To get the most protection from the obligation to pay controls, be sure to utilize a cohesive document storage solution. If your business accepts paper invoices, keeps them all in different places, and doesn’t have a standard process in place for where they go, things will get lost.

Instead, invest in AP software such as Nanonets, that can keep a digital copy of each invoice, track the approval flow, and match invoice data to other systems within your organization. Software solutions can also flag duplicates or notify individuals when a payment has already been sent. Even with a digital tool, be sure to avoid conflicts of interest and keep multiple people involved in the approval and payment processes to help segregate roles and responsibilities. 

Best Practices: Data Entry Controls

Data entry is a massive candidate for human error. Instead of relying on one of your AP staff members to input the information from each invoice or purchase order by hand, scan the documents into a document reading tool that can automatically extract the information and distribute it through the business systems you employ.
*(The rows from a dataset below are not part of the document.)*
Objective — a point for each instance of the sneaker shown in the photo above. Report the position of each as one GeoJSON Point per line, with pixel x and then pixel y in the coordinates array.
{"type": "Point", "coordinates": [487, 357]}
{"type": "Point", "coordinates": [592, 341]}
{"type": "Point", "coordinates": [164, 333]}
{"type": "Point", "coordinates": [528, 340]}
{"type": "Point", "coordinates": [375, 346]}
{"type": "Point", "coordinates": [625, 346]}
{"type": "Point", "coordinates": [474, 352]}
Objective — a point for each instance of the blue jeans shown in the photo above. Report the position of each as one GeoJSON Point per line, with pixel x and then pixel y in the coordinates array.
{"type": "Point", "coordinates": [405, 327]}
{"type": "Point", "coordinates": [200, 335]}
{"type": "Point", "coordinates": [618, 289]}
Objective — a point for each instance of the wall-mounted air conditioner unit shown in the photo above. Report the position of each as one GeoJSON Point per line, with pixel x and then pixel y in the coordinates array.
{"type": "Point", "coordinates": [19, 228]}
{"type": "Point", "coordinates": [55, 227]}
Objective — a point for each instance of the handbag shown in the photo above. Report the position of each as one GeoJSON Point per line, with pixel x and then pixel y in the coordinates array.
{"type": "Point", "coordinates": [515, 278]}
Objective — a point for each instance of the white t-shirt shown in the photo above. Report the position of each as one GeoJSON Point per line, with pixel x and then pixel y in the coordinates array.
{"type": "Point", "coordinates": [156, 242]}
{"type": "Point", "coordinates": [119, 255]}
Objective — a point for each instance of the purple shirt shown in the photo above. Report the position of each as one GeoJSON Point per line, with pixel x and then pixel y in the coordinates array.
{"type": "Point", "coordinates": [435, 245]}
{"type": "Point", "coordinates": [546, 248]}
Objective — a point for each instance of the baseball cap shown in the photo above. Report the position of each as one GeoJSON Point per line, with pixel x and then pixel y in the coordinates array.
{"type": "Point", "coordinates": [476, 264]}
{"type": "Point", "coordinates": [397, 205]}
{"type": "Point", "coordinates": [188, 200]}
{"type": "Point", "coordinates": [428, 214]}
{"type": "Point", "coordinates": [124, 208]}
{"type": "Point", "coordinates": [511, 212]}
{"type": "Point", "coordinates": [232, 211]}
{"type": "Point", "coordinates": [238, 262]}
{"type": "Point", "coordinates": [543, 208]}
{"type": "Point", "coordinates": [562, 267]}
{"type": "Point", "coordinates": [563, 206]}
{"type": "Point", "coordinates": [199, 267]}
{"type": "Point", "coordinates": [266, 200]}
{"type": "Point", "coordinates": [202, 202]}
Flow by Nanonets is customized to eliminate manual data entry and seamlessly communicates with all top ERPs, CRMs, and other business tools. 

Best Practices: Payment Entry Controls

In alignment with the payment entry controls themselves, be sure to keep some segregation of duties in the process. You don’t want the same person who approved the invoice to be the person who writes and signs the check; another set of eyes should be looking everything over before a payment is made. Even better, consider switching to ACH payments or wire transfers instead of printed checks. Things can’t get lost, the paper trail is indestructible, and payments are received almost immediately. 

Internal Controls for Accounts Payable Protects Your Business, Vendors, and Customers

If you’re eager to implement new AP controls but you aren’t sure where to start. Sit down and audit the process from start to finish. Who is involved? What are the exact steps that take place from once an invoice is received until it is paid? What are the pain points with the current process? How does technology factor in

Once you have the answer to these questions as a baseline, you can start to identify the low-hanging fruit and more complex changes before jumping in. You’ll need people who understand the function very well to help implement new controls or updated processes, but once complete, these controls will protect your business and every person or organization that is involved with it.